Or, s'agissant comme en l'espèce d'un prêt remboursé à échéances constantes et selon une périodicité mensuelle, le calcul des intérêts sur la base d'une année de 360 jours rapportée à 30 jours, soit un douzième d'année par mois, revient arithmétiquement à un résultat équivalent au calcul des intérêts effectué sur la base d'une année civile de 365 jours rapportée au mois normalisé de 30,4166, permis par l'annexe à l'article R. 313-1 du code de la consommation, qui s'applique au crédit immobilier. Les calculs effectués par la banque dans ses conclusions sur la base d'une année civile de 365 jours et du mois normalisé de 30,4166 jours et sur la base d'une année de 360 jours et du mois de 30 jours, ou encore en utilisant le rapport 1/12ème, appliqués aux échéances n° 20 et n° 40 permettent en effet d'obtenir exactement le même montant d'intérêts.

Seule la première échéance du 5 novembre 2010, correspondant à 43 jours entre le déblocage des fonds et son règlement, présente une anomalie à raison du calcul sur la base d'une année de 360 jours. Cette méthode a en effet entraîné un surplus d'intérêts pouvant être évalué à 7,67 euros (les appelants ayant réglé 559,16 euros d'intérêts au lieu de 551,49 euros), lequel ne suffit pas toutefois à caractériser un déséquilibre significatif au sens de l'article L. 132-1 du code de la consommation.

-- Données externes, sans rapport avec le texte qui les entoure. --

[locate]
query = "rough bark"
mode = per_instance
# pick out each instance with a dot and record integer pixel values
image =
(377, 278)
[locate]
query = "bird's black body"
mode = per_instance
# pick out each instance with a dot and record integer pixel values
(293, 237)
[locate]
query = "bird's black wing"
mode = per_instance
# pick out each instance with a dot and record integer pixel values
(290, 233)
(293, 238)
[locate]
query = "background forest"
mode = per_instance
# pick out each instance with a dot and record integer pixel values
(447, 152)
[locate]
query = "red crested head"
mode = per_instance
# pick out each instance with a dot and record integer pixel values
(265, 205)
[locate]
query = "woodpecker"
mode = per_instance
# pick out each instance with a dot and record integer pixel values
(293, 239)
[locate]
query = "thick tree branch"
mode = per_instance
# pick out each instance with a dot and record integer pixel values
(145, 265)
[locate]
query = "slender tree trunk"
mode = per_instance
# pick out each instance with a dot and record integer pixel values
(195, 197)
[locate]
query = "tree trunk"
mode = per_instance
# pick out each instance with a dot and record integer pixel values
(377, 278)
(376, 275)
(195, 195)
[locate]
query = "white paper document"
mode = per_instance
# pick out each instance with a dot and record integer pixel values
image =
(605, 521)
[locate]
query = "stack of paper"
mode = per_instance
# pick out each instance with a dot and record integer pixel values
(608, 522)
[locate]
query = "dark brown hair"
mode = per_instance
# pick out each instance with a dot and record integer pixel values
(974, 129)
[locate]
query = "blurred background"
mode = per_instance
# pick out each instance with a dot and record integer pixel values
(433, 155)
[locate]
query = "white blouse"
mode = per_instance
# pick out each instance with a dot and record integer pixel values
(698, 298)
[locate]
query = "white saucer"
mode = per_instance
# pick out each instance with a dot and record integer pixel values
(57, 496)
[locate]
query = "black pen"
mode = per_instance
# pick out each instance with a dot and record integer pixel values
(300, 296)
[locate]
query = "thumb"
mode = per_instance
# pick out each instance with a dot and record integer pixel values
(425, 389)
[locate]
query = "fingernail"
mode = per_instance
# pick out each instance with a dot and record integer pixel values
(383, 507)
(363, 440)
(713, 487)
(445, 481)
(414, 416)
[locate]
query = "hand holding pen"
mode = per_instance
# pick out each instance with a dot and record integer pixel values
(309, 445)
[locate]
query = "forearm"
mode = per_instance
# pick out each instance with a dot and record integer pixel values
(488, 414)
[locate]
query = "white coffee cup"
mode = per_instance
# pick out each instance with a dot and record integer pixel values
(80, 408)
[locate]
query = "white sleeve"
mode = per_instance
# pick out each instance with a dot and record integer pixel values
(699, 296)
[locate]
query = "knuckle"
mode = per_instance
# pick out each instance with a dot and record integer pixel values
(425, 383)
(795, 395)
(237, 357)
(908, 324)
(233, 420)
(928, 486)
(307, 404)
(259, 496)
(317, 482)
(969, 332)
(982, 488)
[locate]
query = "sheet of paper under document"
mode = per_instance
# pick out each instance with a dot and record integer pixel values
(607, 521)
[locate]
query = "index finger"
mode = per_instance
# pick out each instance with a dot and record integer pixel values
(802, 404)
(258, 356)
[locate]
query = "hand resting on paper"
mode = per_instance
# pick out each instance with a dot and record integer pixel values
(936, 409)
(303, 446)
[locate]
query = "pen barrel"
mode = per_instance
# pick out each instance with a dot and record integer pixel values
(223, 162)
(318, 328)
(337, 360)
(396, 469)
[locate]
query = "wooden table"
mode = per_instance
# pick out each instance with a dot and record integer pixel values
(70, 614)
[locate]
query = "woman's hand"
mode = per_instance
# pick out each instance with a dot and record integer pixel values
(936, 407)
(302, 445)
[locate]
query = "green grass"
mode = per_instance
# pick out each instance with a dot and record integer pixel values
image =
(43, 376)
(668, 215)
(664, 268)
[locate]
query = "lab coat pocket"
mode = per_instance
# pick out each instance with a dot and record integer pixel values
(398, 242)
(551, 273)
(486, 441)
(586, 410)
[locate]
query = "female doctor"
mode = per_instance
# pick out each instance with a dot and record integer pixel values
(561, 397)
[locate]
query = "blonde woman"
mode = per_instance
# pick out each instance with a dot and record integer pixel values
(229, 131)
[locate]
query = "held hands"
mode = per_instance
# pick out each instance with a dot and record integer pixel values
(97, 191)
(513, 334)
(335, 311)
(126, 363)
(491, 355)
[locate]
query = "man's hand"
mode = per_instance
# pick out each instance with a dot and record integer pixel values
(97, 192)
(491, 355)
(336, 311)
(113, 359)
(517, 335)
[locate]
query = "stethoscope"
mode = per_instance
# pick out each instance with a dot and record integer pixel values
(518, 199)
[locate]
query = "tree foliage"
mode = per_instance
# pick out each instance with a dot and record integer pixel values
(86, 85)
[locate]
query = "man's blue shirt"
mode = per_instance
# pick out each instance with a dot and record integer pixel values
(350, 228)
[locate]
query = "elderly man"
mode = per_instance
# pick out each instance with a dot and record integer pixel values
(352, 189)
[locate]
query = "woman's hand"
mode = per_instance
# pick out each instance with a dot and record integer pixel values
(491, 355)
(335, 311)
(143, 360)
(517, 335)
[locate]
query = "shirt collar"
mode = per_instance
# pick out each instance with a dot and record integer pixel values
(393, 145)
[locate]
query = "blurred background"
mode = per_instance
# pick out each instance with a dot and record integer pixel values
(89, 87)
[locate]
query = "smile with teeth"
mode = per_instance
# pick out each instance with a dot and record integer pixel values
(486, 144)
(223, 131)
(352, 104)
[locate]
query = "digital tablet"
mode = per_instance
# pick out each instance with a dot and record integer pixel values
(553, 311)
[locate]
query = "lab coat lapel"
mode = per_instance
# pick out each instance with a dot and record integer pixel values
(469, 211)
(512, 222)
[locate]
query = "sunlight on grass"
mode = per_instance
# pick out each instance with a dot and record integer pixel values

S'agissant de l'avenant du 27 décembre 2015, bien qu'il ne comporte pas la clause litigieuse, il stipule expressément qu'il n'entraîne pas novation du contrat initial et que toutes les clauses et conditions contenues dans l'acte initial sont maintenues, de sorte que la clause d'intérêts insérée à l'offre initiale du 2 septembre 2010 doit être considérée comme maintenue à l'avenant.

Cependant, les appelants ne démontrent aucunement l'utilisation par la banque de l'année bancaire pour le calcul des intérêts contractuels de l'avenant, ni a fortiori un effet sur le coût du crédit et l'existence d'un déséquilibre significatif entre les droits et obligations des parties au contrat.

En conséquence, la clause litigieuse n'est pas abusive au sens des dispositions de l'article L.132-1 du code de la consommation, et il convient de débouter M. Y. et Mme X. de leurs demandes à ce titre. »

4/ « Dès lors, contrairement à ce que soutiennent les appelants, la seule stipulation au contrat d'une clause prévoyant le calcul des intérêts conventionnels sur la base d'une année de 360 jours ne peut justifier à elle seule la déchéance du droit aux intérêts et en application de l'article 9 du code de procédure civile, il appartient aux emprunteurs de démontrer que les intérêts ont été calculés sur la base de 360 jours et que ce calcul a généré à leur détriment un surcoût d'un montant supérieur à la décimale prescrite par l'article R.313-1 du code de la consommation.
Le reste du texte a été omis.